A coalition of environmental groups sued Fish and Wildlife in October 2016, saying the service abruptly changed its mind about protecting the animal after it received “new information” from forest industry groups.

Pacific fishers are fierce members of the weasel family with thick, dark coats and long, bushy tails. Once found in the mixed conifer forests along the West Coast and the Cascade Mountains of Canada, the Pacific fisher’s numbers have sharply declined due to deforestation, logging, poisoning and fur trapping.

Only two small populations remain – one in the southern Sierra Nevada, the other in the Klamath-Siskiyou region of Northern California and Oregon. According to Fish and Wildlife estimates, the California/Oregon population ranges in size from 258 to 4,018, and the Sierra Nevada population numbers 100 to 500.

On Wednesday, Earthjustice attorney Elizabeth Forsyth said Fish and Wildlife failed to explain when it withdrew the rule why the increasing use of rat poison was no longer a threat to the Pacific fisher, despite concluding in a 2014 draft rule that it was.

According to the environmentalists, a 2015 study by fisher biologist Mark Higley found nearly 19 percent of fishers died between 2007 and 2014 from eating rat poison, an increase of nine percent. Meanwhile, 85 percent of dead fishers - no matter what caused their deaths - had rat poison in their bodies. Exposure to rat poison makes fishers lethargic and causes internal bleeding, Forsyth said. This in turn increases their susceptibility to predators, accounting for 70 percent of fisher deaths.

"You have a proposed finding that this is a threat, and a final [finding] that it's no longer a threat," Forsyth told the judge. "They never explain why that's no longer concerning."

After 14 years of what the environmental groups call “illegal foot dragging” and legal challenges, Fish and Wildlife published a proposed rule in October 2014 to list the Pacific fisher as threatened.
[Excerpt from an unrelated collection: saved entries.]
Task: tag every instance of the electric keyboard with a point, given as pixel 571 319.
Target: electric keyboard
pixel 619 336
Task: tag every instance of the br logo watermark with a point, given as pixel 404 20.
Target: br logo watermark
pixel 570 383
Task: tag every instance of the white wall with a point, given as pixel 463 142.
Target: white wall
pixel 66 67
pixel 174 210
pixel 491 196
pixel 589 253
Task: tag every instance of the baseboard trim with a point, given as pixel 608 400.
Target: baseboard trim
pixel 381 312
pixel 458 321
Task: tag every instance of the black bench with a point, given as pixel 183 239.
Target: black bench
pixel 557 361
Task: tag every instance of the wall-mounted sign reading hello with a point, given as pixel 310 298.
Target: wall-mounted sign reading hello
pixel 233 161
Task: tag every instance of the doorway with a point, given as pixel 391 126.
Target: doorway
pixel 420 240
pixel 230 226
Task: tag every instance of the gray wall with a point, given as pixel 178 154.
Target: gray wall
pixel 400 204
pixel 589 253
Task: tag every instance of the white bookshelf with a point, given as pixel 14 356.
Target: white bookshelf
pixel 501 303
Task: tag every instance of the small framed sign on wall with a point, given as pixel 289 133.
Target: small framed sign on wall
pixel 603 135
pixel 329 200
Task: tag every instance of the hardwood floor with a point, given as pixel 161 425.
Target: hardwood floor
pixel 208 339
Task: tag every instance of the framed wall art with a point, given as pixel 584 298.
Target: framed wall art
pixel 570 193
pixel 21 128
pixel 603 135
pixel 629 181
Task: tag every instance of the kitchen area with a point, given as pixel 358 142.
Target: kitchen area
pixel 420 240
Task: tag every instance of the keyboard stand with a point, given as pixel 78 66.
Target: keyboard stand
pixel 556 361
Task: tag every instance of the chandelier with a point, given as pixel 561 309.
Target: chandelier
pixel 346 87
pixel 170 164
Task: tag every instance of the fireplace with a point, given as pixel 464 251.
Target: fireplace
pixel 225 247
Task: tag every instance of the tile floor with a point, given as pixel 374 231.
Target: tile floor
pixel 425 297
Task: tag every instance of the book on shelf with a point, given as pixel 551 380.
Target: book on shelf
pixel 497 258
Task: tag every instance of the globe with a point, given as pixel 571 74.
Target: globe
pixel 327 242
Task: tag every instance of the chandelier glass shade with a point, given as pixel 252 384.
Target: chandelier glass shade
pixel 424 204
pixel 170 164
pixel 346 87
But the agency withdrew the rule four months before finalizing it, relying on new studies it says show the risk of rat poison, wildfires and population size no longer justify extra protections for the animal.

The new studies found low-to-medium-severity wildfires can benefit Pacific fishers by creating new foraging opportunities and snags used for dens and breeding.
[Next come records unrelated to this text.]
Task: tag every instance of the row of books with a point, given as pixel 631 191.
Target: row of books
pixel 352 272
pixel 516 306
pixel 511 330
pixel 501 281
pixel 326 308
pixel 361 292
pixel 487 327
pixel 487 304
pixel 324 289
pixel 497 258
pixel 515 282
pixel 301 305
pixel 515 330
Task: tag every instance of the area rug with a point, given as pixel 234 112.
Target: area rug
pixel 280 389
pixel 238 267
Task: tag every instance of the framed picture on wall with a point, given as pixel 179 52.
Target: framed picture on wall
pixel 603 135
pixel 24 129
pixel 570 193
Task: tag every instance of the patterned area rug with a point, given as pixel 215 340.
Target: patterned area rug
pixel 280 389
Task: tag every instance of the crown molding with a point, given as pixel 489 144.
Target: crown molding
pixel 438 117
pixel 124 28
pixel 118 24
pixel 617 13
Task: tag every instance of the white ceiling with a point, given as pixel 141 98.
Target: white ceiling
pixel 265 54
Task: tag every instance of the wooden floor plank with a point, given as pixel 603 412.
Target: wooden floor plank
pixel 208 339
Fish and Wildlife also concluded future wildfires will continue at a rate and severity similar to the recent past. But the environmental groups argue that flies in the face of clear evidence that climate change has sparked an uptick in the frequency and intensity of California wildfires.

Justice Department attorney Nicole Smith told Alsup that Fish and Wildlife incorporated the 2015 Higley study into its 2014 analysis, which changed the agency's conclusions.

Although the rate of exposure to poison in the Higley study grew by nine percent, mortality due to poisoning remained low, Smith explained, with an average mortality rate from poisoning of less than two fisher deaths per year.

Smith said Fish and Wildlife recognized the threat of an increased use of rat poisons in its 2016 decision, but nonetheless concluded "the extent to which they affect sensitive species has not been quantified."

Therefore, she said, "the best available information doesn't indicate that these impacts rise to the level of a threat."

Alsup appeared skeptical. "Counsel is pointing to you saying that this is a threat, then the information got worse, the information on poisoning got even worse," he said, referring to Higley. "Now you say it's not a problem anymore. Counsel is saying where did you explain that away?"

Smith replied the science underpinning the role of poisons in fisher deaths is "very uncertain."

But Forsyth said Ninth Circuit precedent set down in 2011's Greater Yellowstone Coalition v. Christopher Servheen states that Fish and Wildlife must explain why uncertainty justifies its conclusions.

"It's not enough for the Service to say it's not sure how this is going to play out when there is overwhelming evidence" that rat poisons are a threat to fisher survival, she said.

Alsup did not indicate when he will rule.